Elisa Bertino is a Professor of Computer Science at Purdue University, where she leads multi-disciplinary research in IoT security, data security and privacy, 4G and 5G cellular networks and mobile systems security, analytics for security, and digital identity management. She has made pioneering contributions for over 30 years to data management and data security theory and systems, and has worked to broaden participation in computing via professional leadership and mentoring. Her work in data security and privacy includes context-based access control, privacy-preserving analytics, and data protection from insider threats. She led the development of Purdue Computational Research Infrastructure for Science (CRIS), released as open-source software in 2016.
She served as Editor-in-Chief of IEEE Transactions on Dependable and Secure Computing and as coordinating Co-Editor-in-Chief of Very Large Database Systems Journal (VLDB). She chaired ACM’s Special Interest Group on Security, Audit and Control (SIGSAC) from 2009–2013. In 2011, she co-founded ACM’s Conference on Data and Application Security and Privacy (CODASPY), now considered the main forum for high-quality research on data privacy and security.

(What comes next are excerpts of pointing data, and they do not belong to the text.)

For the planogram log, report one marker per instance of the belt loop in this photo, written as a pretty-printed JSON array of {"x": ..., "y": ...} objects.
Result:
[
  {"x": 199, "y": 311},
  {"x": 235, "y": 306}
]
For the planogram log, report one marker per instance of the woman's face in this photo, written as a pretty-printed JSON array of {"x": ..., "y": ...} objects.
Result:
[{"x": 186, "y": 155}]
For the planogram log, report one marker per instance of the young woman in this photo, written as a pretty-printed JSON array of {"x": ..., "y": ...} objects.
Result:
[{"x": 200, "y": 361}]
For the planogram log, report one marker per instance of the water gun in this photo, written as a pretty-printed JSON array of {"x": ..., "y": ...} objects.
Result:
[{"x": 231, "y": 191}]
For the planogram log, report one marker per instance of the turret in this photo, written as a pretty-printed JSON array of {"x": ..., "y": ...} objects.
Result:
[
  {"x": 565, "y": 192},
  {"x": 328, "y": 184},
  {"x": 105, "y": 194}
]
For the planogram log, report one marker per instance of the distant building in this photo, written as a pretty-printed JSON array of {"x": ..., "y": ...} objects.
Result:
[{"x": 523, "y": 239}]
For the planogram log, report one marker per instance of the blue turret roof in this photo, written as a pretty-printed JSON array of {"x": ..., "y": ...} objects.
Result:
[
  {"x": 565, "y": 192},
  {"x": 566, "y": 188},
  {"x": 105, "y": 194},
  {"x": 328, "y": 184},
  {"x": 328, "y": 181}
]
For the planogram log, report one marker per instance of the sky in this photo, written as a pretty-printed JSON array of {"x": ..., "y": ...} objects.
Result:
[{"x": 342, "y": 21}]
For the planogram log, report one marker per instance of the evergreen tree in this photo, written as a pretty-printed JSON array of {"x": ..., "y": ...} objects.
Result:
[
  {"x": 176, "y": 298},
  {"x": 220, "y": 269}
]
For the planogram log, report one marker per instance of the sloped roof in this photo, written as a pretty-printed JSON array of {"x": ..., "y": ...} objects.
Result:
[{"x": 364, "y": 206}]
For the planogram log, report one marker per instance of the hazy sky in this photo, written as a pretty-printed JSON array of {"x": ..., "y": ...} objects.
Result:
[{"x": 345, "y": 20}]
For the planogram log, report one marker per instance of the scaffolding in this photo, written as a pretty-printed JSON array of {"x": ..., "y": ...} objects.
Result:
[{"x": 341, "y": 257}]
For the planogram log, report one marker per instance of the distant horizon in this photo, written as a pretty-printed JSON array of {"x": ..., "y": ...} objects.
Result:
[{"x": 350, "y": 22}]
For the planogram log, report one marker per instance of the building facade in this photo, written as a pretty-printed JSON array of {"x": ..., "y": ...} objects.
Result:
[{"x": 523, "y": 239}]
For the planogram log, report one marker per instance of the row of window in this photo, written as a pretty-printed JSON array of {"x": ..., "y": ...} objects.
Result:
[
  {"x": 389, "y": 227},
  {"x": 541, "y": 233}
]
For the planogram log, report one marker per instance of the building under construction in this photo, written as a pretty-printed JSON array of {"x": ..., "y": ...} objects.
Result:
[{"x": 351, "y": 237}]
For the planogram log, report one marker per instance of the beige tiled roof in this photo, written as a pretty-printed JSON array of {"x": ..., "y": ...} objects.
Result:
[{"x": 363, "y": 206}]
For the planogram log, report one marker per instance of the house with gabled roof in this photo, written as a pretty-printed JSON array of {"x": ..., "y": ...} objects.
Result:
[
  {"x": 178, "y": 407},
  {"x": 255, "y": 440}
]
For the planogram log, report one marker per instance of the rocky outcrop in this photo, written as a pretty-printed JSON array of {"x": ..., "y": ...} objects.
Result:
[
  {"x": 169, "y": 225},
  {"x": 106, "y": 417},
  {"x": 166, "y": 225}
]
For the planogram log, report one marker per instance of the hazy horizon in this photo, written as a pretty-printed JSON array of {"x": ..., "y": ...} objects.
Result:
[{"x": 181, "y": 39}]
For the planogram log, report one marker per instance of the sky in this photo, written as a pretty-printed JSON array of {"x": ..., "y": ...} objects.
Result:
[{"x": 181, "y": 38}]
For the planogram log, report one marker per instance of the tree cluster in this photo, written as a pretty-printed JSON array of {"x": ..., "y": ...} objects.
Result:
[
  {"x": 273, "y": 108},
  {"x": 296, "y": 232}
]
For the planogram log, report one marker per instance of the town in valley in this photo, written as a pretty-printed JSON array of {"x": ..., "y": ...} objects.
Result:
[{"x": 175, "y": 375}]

Bertino is a Fellow of ACM, IEEE, and AAAS. She received the 2019–2020 ACM Athena Lecturer Award and was named to GSMA’s Mobile Security Research Hall of Fame for her work on 4G and 5G cellular network security. She received the 2014 ACM SIGSAC Outstanding Contributions Award for her seminal research and outstanding leadership in data security and privacy over 25 years, the 2002 IEEE CS Technical Achievement Award for her contributions to database systems and security and advanced data management systems, and the 2005 IEEE CS Tsutomu Kanai Award for pioneering and innovative research contributions to secure distributed systems.